JERUSALEM: Human Rights Watch said on Tuesday that Israel had repeatedly targeted known aid worker locations in Gaza, even after their coordinates were provided to Israeli authorities to ensure their protection.
The rights watchdog said that it had identified eight cases where aid convoys and premises were targeted, killing at least 15 people, including two children.
They are among more than 250 aid workers who have been killed in Gaza since the war erupted more than seven months ago, according to UN figures.
In all eight cases, the organizations had provided the coordinates to Israeli authorities, HRW said.
This reveals “fundamental flaws with the so-called deconfliction system, meant to protect aid workers and allow them to safely deliver life-saving humanitarian assistance in Gaza,” it said.

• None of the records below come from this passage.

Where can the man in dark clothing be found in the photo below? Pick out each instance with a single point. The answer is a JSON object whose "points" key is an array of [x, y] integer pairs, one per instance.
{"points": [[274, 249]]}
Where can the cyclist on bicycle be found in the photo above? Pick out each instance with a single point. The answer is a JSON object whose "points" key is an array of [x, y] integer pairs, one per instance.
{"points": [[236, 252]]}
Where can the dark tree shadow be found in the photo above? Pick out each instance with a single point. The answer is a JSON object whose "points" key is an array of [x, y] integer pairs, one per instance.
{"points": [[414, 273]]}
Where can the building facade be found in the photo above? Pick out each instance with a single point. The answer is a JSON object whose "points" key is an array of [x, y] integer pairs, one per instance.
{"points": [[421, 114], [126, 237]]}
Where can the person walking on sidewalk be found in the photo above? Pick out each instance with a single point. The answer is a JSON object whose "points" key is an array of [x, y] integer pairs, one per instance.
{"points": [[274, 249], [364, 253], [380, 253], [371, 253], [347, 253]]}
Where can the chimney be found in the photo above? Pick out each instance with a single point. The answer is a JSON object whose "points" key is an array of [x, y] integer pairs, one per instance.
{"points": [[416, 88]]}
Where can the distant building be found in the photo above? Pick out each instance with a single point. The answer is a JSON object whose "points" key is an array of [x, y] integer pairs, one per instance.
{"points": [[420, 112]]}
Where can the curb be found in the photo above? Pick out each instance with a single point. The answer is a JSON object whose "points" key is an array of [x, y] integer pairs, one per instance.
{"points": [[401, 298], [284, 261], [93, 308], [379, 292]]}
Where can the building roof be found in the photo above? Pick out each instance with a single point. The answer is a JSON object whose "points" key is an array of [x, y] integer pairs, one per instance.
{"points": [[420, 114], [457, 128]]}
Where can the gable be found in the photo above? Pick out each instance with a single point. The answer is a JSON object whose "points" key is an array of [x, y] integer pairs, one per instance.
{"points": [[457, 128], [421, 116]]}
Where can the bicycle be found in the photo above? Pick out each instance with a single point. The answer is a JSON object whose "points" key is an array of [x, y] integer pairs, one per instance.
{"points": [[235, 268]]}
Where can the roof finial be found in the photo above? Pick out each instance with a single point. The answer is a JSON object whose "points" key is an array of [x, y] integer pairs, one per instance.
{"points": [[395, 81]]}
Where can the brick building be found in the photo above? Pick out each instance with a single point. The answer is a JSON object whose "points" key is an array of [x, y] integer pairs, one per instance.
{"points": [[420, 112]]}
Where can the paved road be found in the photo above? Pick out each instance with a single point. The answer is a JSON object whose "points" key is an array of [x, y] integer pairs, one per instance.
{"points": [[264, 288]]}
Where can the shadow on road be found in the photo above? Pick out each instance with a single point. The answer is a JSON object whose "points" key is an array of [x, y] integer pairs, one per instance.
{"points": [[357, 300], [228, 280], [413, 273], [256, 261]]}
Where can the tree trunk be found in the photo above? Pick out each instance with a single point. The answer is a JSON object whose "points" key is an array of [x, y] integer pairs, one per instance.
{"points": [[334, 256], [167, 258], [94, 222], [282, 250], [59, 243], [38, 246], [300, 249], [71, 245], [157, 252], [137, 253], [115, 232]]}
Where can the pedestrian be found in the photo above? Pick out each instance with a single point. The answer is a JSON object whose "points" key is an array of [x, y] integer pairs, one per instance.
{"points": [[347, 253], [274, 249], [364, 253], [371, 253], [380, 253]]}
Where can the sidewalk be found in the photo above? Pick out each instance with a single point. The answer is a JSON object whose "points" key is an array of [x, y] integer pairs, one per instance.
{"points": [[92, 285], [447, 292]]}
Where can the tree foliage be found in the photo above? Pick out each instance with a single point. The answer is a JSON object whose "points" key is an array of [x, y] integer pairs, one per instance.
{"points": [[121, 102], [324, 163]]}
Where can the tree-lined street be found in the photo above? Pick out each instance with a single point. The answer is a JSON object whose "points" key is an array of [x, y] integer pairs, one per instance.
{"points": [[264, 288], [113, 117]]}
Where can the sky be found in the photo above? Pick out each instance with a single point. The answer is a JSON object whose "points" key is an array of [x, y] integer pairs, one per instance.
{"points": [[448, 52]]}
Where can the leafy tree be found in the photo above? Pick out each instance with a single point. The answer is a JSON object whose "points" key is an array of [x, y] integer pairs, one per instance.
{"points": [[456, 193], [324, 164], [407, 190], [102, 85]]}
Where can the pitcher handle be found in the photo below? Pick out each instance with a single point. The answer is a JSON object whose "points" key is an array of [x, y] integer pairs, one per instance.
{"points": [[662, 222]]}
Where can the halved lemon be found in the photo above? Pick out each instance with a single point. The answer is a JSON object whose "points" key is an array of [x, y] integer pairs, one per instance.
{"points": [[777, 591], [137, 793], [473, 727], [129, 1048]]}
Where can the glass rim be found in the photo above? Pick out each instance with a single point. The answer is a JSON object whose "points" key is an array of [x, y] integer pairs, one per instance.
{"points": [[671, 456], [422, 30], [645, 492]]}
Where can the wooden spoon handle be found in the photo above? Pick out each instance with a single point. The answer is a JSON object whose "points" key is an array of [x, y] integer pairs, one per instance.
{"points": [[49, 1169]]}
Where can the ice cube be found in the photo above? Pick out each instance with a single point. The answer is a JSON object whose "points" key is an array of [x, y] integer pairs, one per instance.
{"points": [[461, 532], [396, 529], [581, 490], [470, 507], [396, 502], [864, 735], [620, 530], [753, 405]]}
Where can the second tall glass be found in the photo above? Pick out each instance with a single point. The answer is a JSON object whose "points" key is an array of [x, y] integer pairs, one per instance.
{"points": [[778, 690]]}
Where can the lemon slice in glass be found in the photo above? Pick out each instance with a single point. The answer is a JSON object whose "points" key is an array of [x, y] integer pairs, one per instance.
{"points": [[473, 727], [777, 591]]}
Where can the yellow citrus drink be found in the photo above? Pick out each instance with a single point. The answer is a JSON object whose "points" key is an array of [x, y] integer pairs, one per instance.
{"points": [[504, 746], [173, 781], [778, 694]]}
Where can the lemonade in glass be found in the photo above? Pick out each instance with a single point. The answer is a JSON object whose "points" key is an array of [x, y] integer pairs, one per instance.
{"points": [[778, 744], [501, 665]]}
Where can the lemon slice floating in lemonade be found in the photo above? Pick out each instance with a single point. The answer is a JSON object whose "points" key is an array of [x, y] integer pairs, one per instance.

“On one hand, Israel is blocking access to critical lifesaving humanitarian provisions and on the other, attacking convoys that are delivering some of the small amount that they are allowing in,” Belkis Wille, HRW’s associate crisis, conflict and arms director, said in Tuesday’s statement.
HRW highlighted the case of the World Central Kitchen, a US-based charity who saw seven of its aid workers killed by an Israeli strike on their convoy on April 1.
This was not an isolated “mistake,” HRW said, pointing to the other seven cases it had identified where GPS coordinates of aid convoys and premises had been sent to Israeli authorities, only to see them attacked by Israeli forces “without any warning.”